Me and Sam-Sam Handle the Apocalypse
This book introduces young readers to Jesse, a lovable neurodiverse sleuth with a canine sidekick. When money goes missing from the school library and Jesse’s dad is considered the #1 suspect, she goes on a madcap adventure to clear his name.
Best Young Adult
Catfishing on CatNet
Lonely teenage outsider Steph feels most at home in an online community of cat lovers. What she doesn’t know is that the site’s admin is a sentient A.I.—a fact that will come in handy when a threat from Steph’s past catches up to her.
Robert L. Fish Memorial Award
"There's a Riot Goin' On" from Milwaukee Noir
The seedy underbelly of Milwaukee is exposed in this collection of short fiction. Derrick Harriell’s "There's a Riot Goin' On" explores the aftermath of a racially charged protest, when a young participant explores the streets and his newfound freedom.

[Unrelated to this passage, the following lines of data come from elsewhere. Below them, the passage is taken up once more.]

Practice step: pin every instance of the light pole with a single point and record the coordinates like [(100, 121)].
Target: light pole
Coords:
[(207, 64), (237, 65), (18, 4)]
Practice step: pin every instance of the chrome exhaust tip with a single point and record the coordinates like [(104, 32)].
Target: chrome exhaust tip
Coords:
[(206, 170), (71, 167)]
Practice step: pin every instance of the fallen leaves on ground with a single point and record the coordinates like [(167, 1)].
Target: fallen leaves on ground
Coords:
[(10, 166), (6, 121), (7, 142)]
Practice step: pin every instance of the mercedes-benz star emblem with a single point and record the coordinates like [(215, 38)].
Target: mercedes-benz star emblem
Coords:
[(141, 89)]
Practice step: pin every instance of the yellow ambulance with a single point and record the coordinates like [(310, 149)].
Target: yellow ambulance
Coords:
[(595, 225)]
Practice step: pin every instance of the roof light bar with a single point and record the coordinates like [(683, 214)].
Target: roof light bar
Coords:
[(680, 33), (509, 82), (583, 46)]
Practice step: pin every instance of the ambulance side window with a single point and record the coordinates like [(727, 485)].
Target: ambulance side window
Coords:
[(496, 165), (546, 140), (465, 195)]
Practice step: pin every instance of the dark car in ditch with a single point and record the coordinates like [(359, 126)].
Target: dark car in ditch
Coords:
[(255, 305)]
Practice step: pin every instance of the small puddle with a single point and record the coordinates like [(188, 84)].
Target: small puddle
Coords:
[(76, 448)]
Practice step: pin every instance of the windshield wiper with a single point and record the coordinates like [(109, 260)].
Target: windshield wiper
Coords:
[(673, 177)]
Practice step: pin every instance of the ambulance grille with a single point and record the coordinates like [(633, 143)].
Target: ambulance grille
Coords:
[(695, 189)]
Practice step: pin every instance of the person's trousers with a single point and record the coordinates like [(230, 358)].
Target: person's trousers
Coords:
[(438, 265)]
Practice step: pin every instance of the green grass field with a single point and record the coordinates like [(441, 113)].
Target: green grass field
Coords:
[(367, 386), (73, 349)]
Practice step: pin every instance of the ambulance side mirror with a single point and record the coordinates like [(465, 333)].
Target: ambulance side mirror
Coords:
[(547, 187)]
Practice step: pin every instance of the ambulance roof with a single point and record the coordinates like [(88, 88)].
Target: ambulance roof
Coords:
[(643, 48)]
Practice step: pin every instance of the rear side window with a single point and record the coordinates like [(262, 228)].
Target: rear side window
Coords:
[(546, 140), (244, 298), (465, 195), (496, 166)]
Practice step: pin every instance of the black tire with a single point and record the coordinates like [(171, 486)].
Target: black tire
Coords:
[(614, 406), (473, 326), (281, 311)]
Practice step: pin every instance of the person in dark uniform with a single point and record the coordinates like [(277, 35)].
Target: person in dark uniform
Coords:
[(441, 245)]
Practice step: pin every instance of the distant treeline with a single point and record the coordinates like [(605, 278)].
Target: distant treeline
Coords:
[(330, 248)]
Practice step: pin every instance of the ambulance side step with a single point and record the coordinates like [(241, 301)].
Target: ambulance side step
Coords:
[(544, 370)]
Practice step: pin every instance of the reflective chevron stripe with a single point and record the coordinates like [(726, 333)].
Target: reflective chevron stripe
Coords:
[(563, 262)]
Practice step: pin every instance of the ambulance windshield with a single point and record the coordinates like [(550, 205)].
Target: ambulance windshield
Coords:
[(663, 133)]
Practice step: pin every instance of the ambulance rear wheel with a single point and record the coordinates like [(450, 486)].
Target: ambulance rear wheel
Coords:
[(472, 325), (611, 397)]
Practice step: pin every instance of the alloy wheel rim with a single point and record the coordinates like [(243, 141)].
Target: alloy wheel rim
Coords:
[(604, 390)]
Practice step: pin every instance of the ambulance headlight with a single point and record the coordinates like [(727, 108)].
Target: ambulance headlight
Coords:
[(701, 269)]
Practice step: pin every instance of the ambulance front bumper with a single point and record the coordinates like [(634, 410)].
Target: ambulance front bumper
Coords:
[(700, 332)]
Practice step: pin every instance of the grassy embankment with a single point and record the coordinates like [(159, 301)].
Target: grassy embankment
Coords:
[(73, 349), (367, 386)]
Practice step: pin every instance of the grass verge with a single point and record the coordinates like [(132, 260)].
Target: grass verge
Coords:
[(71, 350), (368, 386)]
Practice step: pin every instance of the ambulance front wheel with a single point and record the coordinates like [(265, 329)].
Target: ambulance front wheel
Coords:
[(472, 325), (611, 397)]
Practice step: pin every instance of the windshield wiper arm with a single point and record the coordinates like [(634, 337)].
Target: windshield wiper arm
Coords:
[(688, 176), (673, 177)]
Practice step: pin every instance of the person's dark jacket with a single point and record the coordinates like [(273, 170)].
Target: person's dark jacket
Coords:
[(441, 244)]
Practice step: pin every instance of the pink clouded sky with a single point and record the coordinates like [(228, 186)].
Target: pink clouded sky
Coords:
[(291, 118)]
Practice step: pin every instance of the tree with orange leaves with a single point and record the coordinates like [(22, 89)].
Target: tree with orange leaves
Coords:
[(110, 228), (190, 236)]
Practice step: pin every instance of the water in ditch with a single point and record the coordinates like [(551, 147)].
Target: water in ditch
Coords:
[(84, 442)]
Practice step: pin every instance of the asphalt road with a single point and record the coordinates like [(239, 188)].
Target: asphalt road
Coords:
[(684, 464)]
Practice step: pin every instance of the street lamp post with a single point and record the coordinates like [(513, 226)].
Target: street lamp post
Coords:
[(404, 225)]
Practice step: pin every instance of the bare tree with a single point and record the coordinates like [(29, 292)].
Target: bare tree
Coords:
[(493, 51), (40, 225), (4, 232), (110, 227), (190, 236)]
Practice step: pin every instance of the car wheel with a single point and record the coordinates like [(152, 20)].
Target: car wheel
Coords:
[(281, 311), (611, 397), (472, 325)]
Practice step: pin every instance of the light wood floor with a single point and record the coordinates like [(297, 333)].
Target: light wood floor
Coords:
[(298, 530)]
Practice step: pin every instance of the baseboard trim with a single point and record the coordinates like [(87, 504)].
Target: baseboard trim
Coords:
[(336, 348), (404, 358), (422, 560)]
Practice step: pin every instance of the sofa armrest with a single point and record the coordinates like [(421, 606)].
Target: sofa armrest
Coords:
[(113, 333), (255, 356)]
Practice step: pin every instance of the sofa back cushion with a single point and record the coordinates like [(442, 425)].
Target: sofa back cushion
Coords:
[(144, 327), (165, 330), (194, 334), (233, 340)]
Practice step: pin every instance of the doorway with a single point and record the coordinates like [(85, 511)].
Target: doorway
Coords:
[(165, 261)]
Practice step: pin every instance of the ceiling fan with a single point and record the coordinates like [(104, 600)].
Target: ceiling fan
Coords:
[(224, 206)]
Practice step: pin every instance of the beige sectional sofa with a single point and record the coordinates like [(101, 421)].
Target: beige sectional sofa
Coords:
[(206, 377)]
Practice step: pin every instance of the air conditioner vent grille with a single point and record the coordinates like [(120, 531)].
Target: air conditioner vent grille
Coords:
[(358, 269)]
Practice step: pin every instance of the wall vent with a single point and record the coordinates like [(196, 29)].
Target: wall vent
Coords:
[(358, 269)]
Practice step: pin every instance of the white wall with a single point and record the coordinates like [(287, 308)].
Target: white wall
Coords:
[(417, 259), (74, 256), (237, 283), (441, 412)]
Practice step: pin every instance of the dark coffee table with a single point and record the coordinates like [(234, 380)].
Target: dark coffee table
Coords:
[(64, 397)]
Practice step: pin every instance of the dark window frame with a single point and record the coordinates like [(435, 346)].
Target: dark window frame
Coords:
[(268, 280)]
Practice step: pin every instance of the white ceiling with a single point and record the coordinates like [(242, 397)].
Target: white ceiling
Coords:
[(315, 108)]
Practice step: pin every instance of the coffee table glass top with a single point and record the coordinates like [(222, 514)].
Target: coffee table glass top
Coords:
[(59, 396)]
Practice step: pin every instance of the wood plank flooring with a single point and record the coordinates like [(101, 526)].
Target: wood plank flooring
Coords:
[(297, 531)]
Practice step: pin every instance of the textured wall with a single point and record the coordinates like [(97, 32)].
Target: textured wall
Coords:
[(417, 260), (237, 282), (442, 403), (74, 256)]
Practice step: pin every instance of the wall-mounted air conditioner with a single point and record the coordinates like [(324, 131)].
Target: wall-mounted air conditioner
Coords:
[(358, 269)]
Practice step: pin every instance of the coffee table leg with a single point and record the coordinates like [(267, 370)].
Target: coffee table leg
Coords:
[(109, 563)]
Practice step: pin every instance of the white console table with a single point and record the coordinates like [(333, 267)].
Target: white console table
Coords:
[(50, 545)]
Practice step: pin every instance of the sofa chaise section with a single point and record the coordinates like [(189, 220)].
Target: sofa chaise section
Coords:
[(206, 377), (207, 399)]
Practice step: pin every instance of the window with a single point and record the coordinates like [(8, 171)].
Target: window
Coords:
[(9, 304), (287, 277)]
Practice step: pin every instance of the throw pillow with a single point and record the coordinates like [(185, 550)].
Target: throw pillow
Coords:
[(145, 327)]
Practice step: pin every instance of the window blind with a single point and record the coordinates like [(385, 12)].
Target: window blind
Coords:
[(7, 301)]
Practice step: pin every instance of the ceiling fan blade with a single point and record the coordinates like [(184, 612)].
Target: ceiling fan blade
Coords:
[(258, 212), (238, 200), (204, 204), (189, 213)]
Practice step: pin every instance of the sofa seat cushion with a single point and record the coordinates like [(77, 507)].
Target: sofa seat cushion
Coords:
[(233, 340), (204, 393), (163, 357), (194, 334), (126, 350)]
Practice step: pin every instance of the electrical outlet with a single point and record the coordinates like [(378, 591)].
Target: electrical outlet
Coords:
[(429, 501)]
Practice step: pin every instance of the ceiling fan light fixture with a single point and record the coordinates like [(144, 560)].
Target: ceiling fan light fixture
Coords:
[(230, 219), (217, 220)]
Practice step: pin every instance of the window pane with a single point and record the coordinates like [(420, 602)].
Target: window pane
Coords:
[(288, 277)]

The Simon & Schuster Mary Higgins Clark Award
The Night Visitors
Carol Goodman’s psychological thriller takes place in Delphi, New York, where a social worker in her fifties takes in a battered woman and her precocious son. As a snowstorm worsens around them, leaving them utterly isolated, each woman reveals dark secrets from her buried past.
G.P. Putnam’s Sons Sue Grafton Memorial Award
When private investigator Cassandra Raines agrees to look into a suspicious death as a favor to a friend, at first she finds nothing out of sorts. However, she soon uncovers a number of puzzling coincidences about the case—an observation that may make her a killer’s next target.